In June of 2012, there were eight ANSF EOD teams validated for independent operations. Today, there are 38 total validated across their force. Fire support and artillery integration is an important part of ANSF development. They have 21 of 32 of their D-30 howitzer sections manned and certified; 11 of those 21 were certified in the last three months. Recently, one of those sections had their first successful fire mission in support of Afghan troops in contact, an incredible confidence-builder for the ANA and an equal demoralizer for the enemy.
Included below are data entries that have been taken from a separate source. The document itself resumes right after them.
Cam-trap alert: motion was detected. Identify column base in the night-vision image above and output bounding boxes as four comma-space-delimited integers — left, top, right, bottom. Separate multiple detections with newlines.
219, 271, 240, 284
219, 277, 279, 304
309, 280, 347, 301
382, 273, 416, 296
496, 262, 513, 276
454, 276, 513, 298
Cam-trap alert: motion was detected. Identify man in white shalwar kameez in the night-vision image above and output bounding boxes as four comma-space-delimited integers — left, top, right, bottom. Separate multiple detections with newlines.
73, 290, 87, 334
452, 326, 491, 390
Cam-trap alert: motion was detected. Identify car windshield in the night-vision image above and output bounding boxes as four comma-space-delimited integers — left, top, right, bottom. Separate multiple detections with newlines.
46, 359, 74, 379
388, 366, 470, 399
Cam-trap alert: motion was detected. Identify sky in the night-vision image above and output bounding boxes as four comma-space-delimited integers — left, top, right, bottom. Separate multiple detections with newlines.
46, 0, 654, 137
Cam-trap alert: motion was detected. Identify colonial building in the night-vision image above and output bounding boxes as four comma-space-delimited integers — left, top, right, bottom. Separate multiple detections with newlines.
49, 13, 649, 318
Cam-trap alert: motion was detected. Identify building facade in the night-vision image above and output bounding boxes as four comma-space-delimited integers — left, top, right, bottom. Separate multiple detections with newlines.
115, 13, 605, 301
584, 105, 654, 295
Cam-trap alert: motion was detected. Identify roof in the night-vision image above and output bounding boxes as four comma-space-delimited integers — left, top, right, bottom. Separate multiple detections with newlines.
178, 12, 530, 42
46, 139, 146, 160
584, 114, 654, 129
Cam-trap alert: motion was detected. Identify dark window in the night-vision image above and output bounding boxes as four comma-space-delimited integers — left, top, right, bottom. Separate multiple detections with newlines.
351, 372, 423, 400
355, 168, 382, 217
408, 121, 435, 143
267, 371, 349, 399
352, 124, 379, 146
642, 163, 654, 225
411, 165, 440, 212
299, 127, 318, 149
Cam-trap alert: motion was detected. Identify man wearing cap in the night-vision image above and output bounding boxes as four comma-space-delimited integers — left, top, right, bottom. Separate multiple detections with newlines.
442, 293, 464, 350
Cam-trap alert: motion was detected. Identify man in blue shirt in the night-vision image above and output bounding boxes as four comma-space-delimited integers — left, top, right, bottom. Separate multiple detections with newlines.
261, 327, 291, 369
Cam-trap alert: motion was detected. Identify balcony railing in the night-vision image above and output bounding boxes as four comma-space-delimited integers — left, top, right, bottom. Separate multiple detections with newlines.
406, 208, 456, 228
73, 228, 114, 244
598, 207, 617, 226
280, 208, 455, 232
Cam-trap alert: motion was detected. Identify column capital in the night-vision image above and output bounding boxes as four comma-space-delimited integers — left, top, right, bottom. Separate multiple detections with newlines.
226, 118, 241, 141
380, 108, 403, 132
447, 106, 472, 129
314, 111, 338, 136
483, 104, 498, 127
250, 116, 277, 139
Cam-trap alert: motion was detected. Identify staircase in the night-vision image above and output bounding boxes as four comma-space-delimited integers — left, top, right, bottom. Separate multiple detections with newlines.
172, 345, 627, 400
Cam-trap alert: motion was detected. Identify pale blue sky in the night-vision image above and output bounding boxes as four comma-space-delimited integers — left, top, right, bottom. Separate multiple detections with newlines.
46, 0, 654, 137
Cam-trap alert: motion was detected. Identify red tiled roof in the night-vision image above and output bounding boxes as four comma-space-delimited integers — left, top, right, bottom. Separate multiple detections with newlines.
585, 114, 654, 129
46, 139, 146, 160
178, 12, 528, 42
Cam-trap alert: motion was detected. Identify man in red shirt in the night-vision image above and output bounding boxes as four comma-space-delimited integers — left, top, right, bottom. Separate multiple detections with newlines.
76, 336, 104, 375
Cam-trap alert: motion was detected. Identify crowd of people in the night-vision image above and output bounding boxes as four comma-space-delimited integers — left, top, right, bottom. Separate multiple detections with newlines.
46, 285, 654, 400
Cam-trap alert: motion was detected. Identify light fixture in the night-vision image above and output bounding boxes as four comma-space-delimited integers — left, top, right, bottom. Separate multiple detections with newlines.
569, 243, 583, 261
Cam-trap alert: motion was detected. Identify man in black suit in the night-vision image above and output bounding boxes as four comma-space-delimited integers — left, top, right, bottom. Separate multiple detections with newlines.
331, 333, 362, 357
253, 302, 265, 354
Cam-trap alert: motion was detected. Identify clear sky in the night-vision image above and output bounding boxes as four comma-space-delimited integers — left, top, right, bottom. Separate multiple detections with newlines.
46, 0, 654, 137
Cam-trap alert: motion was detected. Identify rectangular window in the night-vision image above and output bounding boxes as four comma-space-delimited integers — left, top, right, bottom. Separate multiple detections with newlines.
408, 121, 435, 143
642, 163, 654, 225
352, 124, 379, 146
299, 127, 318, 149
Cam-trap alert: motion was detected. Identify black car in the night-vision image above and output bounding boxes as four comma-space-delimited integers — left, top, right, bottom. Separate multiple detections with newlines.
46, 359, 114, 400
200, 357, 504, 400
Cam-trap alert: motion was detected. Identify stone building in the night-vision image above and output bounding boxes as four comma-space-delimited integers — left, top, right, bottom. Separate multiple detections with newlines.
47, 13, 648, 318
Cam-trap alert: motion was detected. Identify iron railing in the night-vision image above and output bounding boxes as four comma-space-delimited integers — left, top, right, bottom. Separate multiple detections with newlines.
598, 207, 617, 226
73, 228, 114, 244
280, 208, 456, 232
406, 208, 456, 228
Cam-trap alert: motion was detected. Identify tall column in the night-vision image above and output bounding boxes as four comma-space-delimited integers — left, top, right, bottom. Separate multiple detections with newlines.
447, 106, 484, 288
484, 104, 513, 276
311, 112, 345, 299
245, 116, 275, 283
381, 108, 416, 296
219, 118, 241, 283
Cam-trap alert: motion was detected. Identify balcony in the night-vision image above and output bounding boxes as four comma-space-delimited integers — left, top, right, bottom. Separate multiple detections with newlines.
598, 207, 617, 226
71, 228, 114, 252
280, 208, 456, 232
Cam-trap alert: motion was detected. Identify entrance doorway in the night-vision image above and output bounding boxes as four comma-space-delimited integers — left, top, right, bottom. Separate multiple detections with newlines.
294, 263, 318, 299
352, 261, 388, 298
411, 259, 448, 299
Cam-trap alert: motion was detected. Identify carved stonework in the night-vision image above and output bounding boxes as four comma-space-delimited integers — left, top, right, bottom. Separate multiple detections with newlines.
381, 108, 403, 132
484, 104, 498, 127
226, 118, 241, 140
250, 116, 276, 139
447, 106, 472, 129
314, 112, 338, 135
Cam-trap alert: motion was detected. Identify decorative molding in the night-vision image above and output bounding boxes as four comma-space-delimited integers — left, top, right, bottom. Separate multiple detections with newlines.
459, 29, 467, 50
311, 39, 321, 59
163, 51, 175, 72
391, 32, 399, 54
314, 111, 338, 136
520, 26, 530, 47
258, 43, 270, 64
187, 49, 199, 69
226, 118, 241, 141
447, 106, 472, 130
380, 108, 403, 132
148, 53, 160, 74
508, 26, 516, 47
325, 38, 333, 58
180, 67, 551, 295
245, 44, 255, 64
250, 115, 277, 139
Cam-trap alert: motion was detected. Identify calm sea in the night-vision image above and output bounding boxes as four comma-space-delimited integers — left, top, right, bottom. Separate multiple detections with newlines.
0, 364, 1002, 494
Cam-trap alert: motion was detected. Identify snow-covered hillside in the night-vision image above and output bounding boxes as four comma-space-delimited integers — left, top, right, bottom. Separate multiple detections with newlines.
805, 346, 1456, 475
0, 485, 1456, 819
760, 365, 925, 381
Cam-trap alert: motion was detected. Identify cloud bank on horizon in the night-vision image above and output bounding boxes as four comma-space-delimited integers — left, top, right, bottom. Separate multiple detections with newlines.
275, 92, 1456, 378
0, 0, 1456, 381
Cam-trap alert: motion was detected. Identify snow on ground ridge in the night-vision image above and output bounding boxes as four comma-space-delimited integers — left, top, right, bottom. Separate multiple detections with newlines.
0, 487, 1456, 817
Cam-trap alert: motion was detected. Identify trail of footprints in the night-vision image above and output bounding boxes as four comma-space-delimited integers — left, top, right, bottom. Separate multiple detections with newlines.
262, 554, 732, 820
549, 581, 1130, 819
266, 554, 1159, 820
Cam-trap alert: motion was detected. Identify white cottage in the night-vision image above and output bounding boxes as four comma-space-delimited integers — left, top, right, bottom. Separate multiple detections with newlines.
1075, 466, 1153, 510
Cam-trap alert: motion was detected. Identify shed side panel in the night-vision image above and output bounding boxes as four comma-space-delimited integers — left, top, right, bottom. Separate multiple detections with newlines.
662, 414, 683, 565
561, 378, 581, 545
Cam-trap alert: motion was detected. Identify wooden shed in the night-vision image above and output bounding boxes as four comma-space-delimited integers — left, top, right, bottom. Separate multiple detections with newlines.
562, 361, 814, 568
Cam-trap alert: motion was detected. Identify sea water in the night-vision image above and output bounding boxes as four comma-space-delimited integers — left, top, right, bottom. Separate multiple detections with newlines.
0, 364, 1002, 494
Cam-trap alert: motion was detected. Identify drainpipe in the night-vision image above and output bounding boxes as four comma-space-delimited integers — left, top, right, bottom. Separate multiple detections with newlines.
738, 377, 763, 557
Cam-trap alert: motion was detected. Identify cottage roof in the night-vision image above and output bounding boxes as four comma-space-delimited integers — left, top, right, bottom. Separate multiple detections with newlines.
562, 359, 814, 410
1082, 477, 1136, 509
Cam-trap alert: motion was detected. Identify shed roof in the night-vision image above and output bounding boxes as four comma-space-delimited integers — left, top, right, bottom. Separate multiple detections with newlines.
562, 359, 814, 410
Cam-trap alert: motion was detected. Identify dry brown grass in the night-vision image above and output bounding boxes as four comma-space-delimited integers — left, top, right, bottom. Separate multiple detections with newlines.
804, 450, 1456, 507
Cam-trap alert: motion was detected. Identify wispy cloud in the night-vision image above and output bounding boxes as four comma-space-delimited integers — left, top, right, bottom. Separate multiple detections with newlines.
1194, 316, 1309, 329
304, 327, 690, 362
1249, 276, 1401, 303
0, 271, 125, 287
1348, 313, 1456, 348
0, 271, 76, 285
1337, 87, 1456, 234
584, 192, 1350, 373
The ANSF are adequately manned, and we have three U.S. security force assistance brigades here that provide 83 advisory teams across all the pillars, man-to-man coverage, as I call it, at every kandak (army unit) or battalion level and all the brigade headquarters..."
Please have a look at the sources provided and we hope you will enjoy watching the videos and reading the articles provided, as you grow in your knowledge base on the fundamentals of warfare. Beyond my gratitude to the usual countries (eg. Australia, Brunei, Germany, India, Thailand, Taiwan, United States and New Zealand) that host training facilities for the conduct of annual exercises for the Singaporean Army, as a Singaporean, I am also really grateful that the US Army Pacific has sent combat veterans, who served in Afghanistan (for training exercises like
Ex. Lightning Strike and
Ex. Tiger Balm, with the links to pictures provided), to help our conscript army refine the level of proficiency in small arms tactics.